Abrió los ojos. Volvió a ojear el periódico: «Una bella tradición española: el belén». Siguió leyendo desde el mundo consciente al que había retornado: «Rusia, a pesar de la propaganda ateísta, no ha podido borrar la fe». Joder. Estaba harto, decididamente, de consignas.
A veces fantaseaba con la idea de irse a otro país, a otro lugar donde las cosas fueran normales, pero le faltaban huevos. Eso, huevos. Era un pusilánime. Un no hombre. Por Adela.
Otro trago.
Fue un crío débil y enfermizo, acosado por la desnutrición y sus frecuentes ataques de asma que le hacían pasar el invierno entero en cama. Apenas podía jugar. Además, los otros niños le llamaban «el rojo», pues tenía a su padre en la cárcel y aquello lo estigmatizaba como un potencial enemigo de la sociedad al que había que perseguir, lo mismo que a masones y judíos. Sus compañeros no sabían bien lo que significaba aquello (ni él tampoco, claro), pero era excusa más que suficiente como para que le persiguieran al acabar las clases y lo ahuyentaran a pedradas.
No tuvo una infancia feliz, para qué negarlo.
Diez años tardó en volver su padre, diez años de cárcel en los que sólo se les permitió verlo dos veces. Al fin salió. Él tenía quince por aquel entonces, y cuando vio al capitán de su niñez, a su héroe, convertido en un despojo humano, flaco, apocado y con los ojos hundidos en unas cuencas profundas y cavernosas, sintió que su mundo se desplomaba.
Segismundo no volvió a ser el mismo; ya no había orgullo en sus ojos, ya no caminaba con la barbilla levantada, como comiéndose el mundo. No; se había convertido en un ser dócil, domesticado, que pasó el resto de sus días yendo de casa a la imprenta y de la imprenta a casa. Se indignaba con su mujer cuando la sorprendía escuchando Radio España Independiente, en el añoso aparato de transistores escondida bajo una manta. No quería problemas. Nunca hablaba de la cárcel, pero era evidente que vivía atenazado por el miedo. ¿Qué habría visto allí? ¿Qué le habían hecho? ¿Cómo era posible que hubieran domesticado así a un hombre orgulloso?

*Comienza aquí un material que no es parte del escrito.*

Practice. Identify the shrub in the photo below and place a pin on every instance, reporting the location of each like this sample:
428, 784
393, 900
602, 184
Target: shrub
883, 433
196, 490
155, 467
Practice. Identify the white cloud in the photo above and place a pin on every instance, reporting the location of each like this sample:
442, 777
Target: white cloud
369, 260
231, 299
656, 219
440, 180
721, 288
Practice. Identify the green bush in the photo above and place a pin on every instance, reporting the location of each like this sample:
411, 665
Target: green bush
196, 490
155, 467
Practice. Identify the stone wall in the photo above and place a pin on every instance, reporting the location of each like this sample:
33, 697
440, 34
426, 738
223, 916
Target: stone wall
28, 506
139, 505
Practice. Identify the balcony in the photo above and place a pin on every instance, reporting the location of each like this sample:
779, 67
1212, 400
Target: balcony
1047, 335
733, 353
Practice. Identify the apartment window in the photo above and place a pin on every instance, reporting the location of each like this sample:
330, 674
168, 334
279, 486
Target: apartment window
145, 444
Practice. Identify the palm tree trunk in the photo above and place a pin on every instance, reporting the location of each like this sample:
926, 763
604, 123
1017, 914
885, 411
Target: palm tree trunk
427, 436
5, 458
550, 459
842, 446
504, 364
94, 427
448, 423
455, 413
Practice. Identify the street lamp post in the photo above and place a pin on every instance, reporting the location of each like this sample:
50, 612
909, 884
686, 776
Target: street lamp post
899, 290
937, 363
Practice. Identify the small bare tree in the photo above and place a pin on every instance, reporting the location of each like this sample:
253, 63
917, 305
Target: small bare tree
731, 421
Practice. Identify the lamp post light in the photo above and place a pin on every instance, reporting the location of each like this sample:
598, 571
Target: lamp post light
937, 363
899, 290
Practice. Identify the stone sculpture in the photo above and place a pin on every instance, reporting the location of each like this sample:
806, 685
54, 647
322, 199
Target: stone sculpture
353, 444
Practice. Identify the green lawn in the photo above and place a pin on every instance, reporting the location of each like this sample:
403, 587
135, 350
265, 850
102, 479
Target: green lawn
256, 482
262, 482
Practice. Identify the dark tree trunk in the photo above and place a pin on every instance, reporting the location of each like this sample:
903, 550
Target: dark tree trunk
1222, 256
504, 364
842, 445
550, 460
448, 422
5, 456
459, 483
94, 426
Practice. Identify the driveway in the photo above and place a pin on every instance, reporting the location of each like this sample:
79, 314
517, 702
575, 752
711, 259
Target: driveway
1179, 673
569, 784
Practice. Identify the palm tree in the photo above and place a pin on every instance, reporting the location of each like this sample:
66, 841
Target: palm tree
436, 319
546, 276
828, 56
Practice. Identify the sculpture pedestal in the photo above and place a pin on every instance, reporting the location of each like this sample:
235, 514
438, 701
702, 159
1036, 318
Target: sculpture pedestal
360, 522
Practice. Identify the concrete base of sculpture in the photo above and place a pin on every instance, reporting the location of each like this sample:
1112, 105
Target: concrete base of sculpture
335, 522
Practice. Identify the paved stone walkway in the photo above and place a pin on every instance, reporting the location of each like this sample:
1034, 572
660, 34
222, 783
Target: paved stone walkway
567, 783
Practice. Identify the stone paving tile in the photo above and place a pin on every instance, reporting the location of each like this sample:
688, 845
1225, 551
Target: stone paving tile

Murió a los cuarenta y cinco. Nunca superó la tuberculosis que había contraído en la humedad del presidio. Era el año cincuenta y dos, y Alsina ya no pudo eludir por más tiempo el servicio militar. Gracias a las prórrogas por estudios había podido mantenerse al margen de sus deberes patrios, pero su moratoria acababa, así que salió de Madrid a la vez que su madre volvía al pueblo con su hermana Marisa. Estuvo en Melilla y luego lo enviaron a Barcelona, donde al saber que estudiaba segundo de Derecho, le ubicaron como oficinista bajo el mando del secretario del capitán general Huete, un coronel llamado Biedma que le trató como a un hijo.